Liu, who oversees the $122 billion pension fund, cited the board’s failure to monitor the financial activities of CEO Aubrey McClendon.

“We are particularly disturbed by the audit committee’s failure to review, approve or disclose Mr. McClendon’s personal loans secured by company wells,” wrote Liu. He also criticized McClendon’s right to invest in every well the company has drilled, noting that “his investment time horizon, risk appetite and liquidity needs may conflict with those of the company.”

Chesapeake shareholders previously have overwhelmingly voted in favor of McClendon’s sole participation in the Founder Well Participation Program, which is to be scuttled in 2014 (see Shale Daily, April 27).

Chesapeake currently has a nine-member board, and only a few stand for reelection every year, as required under Oklahoma law, where the company is incorporated.
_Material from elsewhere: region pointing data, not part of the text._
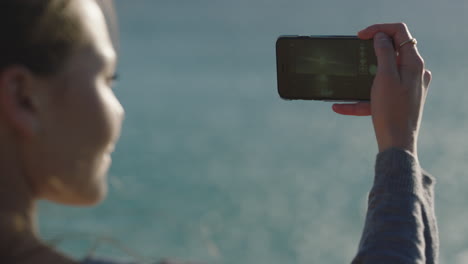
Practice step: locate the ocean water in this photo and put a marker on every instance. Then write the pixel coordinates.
(214, 167)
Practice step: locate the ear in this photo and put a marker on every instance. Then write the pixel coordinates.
(17, 108)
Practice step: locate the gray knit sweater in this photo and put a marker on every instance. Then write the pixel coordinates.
(400, 226)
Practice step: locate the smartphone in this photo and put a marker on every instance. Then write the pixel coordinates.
(329, 68)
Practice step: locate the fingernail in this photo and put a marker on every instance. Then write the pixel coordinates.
(381, 36)
(382, 40)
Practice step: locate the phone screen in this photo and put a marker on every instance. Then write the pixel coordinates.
(325, 68)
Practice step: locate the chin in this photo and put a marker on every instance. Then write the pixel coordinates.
(90, 196)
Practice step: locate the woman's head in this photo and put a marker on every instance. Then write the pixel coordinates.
(57, 110)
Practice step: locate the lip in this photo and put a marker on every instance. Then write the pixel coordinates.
(111, 148)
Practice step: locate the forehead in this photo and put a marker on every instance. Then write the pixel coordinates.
(94, 28)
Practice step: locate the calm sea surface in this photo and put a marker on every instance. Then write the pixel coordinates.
(213, 166)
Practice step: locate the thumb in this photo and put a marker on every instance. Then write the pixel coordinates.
(386, 56)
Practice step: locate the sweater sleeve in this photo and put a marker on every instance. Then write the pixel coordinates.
(400, 223)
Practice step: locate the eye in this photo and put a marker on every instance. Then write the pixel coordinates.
(113, 79)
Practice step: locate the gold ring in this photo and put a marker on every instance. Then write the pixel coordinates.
(412, 41)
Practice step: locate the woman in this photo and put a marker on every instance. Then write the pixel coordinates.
(59, 121)
(400, 225)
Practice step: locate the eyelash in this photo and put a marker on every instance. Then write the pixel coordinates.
(113, 79)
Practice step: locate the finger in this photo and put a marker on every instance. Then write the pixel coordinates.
(356, 109)
(399, 33)
(427, 78)
(386, 57)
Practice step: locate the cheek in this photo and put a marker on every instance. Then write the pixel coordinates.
(74, 158)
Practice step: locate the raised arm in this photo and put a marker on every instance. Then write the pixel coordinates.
(400, 223)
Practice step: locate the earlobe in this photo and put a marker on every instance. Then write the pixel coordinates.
(16, 102)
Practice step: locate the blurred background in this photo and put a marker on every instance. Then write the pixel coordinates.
(214, 167)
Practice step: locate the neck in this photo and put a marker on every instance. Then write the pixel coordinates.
(17, 212)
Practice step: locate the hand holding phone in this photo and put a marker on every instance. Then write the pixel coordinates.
(399, 89)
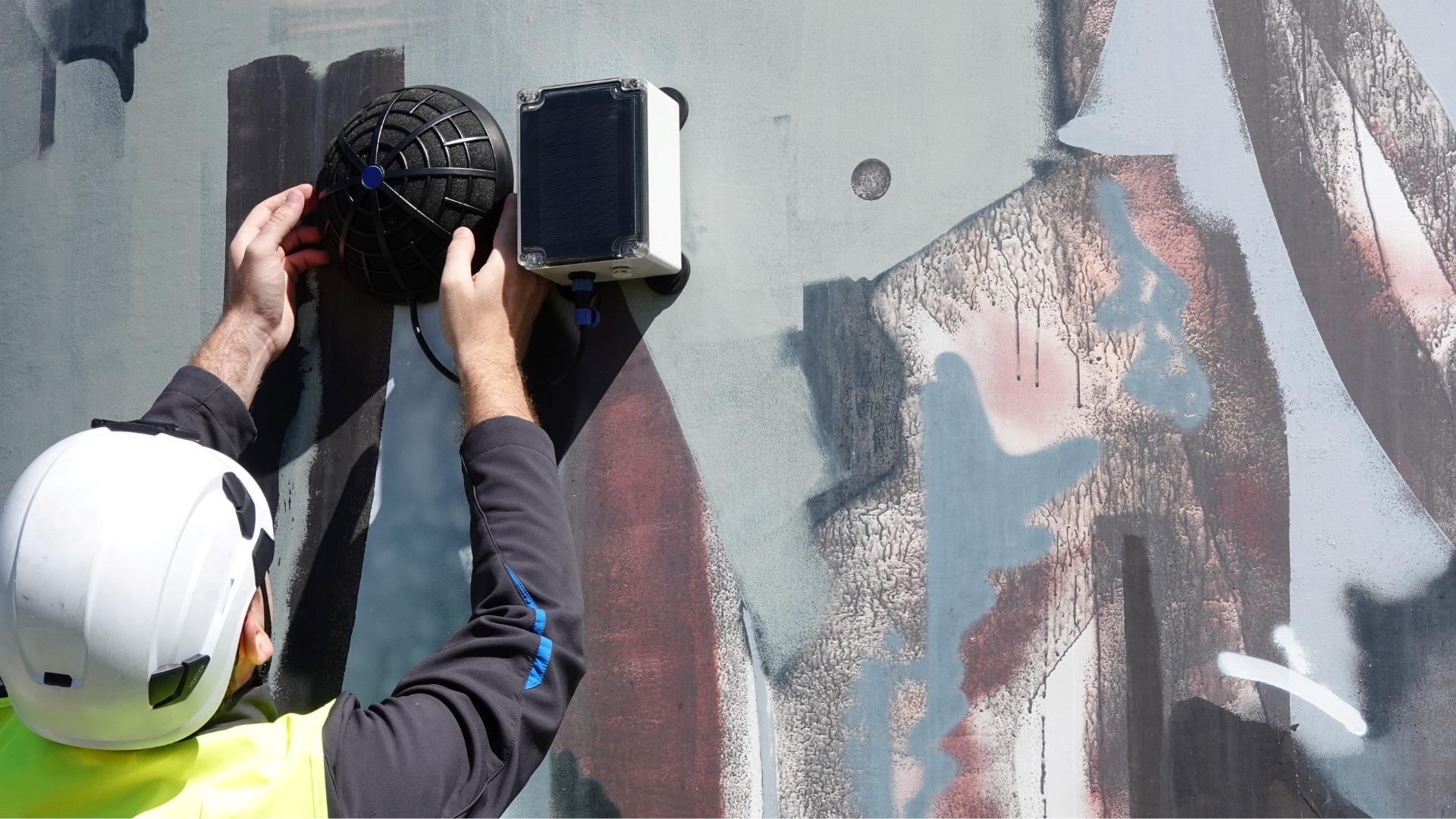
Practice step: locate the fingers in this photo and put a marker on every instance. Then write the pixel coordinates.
(504, 240)
(262, 212)
(302, 235)
(283, 221)
(308, 259)
(457, 259)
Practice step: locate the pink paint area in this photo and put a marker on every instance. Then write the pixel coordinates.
(1155, 209)
(651, 640)
(1030, 397)
(993, 651)
(1392, 241)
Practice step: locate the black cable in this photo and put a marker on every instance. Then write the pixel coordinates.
(576, 362)
(419, 337)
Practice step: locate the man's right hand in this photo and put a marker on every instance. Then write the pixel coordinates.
(487, 318)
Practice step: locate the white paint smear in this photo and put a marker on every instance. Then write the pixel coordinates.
(1293, 651)
(1296, 684)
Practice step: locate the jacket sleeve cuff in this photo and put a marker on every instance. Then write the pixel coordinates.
(506, 430)
(200, 403)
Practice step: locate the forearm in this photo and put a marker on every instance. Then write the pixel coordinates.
(237, 354)
(466, 727)
(491, 387)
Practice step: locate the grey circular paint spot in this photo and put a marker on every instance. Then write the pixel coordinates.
(870, 180)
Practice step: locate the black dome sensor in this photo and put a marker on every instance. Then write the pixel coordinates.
(400, 178)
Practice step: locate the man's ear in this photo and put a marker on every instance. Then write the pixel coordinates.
(255, 645)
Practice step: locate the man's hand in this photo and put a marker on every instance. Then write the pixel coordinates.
(487, 319)
(264, 262)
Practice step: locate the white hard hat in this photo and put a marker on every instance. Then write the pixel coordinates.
(128, 557)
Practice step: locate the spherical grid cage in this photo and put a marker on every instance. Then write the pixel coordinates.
(400, 177)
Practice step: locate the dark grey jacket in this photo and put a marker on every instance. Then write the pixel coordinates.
(469, 725)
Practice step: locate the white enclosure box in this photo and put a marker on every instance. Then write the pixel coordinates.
(599, 184)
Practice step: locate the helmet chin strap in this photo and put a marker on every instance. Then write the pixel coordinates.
(262, 558)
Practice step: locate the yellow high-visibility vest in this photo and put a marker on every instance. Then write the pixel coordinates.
(253, 770)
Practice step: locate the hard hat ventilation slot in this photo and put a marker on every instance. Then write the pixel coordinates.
(242, 503)
(175, 682)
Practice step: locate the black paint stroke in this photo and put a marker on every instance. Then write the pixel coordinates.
(1226, 765)
(856, 382)
(99, 30)
(47, 136)
(574, 793)
(280, 118)
(1145, 682)
(565, 407)
(1400, 642)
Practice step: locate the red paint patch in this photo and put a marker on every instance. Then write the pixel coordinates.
(993, 651)
(645, 720)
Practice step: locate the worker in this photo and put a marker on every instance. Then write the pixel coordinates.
(136, 607)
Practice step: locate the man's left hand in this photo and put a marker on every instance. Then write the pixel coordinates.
(264, 262)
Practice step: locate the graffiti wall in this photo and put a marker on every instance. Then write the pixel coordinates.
(1059, 419)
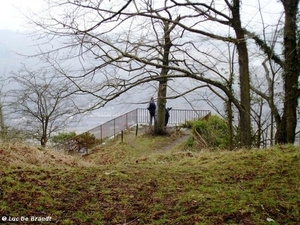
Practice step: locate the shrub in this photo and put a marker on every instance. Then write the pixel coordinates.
(214, 131)
(63, 136)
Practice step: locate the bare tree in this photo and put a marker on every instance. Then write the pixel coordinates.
(41, 102)
(128, 35)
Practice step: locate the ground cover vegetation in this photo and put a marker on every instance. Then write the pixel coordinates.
(152, 180)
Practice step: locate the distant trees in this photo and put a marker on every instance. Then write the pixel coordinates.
(165, 41)
(41, 102)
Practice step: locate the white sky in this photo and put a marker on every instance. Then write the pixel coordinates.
(11, 17)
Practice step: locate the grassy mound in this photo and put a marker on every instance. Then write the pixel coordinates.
(136, 182)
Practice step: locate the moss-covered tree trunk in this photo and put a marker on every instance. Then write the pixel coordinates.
(286, 130)
(244, 78)
(159, 127)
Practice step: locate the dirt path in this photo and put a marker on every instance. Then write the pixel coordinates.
(184, 136)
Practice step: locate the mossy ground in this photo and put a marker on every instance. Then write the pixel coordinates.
(135, 182)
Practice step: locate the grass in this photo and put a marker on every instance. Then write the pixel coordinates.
(136, 182)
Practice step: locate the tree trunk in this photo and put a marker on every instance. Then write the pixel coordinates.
(244, 110)
(286, 130)
(159, 127)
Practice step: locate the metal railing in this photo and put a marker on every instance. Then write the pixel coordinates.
(141, 116)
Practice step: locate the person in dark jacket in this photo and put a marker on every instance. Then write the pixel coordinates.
(152, 108)
(167, 115)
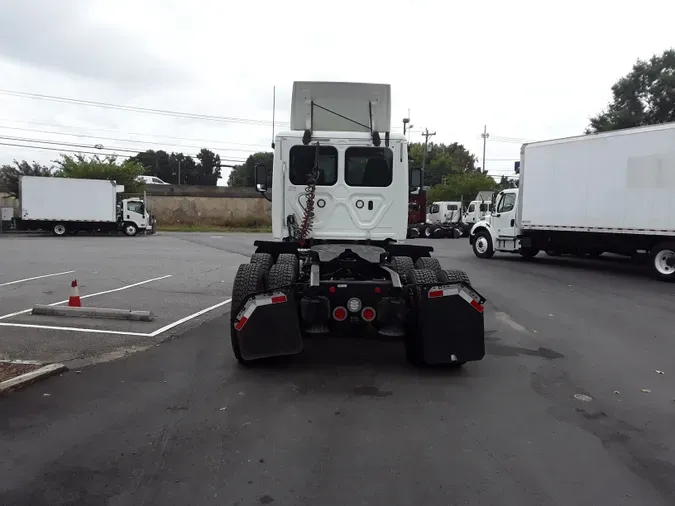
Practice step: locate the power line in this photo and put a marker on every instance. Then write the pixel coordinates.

Chesapeake backed the board reelection structure as an “essential takeover defense,” which some believe makes it less vulnerable to outside interests.

In his letter Liu also asked shareholders to support the pension funds’ proposal that would require Chesapeake to include board candidates nominated by large shareholders, arguing that it would make the company more responsive.

“We believe adopting the proposed proxy access bylaw would make Chesapeake’s board more responsive to share owners, more thoughtful about whom it nominates, and more vigilant in its oversight,” Liu wrote.

“Revelations since mid-April of substantial, previously undisclosed liabilities, transactions and conflicts of interest involving Chesapeake and its CEO have heightened our concerns and fueled a 27% decline in its share price. Share owners urgently need new directors who are willing and able to exercise strong, independent oversight of Aubrey McClendon, a willful CEO with a penchant for risk.”

In a filing responding to Liu, Chesapeake stated that the proposal would encourage “the wrong type of board responsiveness” and give power to special interests.

According to regulatory filings, several large hedge funds and investment firms have sold most or all of their positions in Chesapeake since the beginning of this year, including S.A.C. Capital Advisors LP (91%), Millennium Management LLC (86%), Fidelity Management & Research Co. (59%), Two Sigma Investments LLC (98%), Adage Capital Advisors LLC (57%), and Highbridge Capital Management LLC (100%).

Chesapeake’s annual meeting is scheduled for June 8. However, several shareholders have filed a federal lawsuit asking for an injunction to postpone the meeting until Chesapeake discloses more information on McClendon’s compensation and third-party debts. A hearing is scheduled for May 30.

After the market closed on Friday the board, which has been roundly criticized for its lavish perquisites, announced a new arrangement for outside directors that cuts compensation by one-fifth and eliminates personal travel on Chesapeake’s fractionally owned aircraft. “The board has taken this action in consultation with an independent compensation adviser as part of a broader review of the company’s executive compensation programs,” it stated.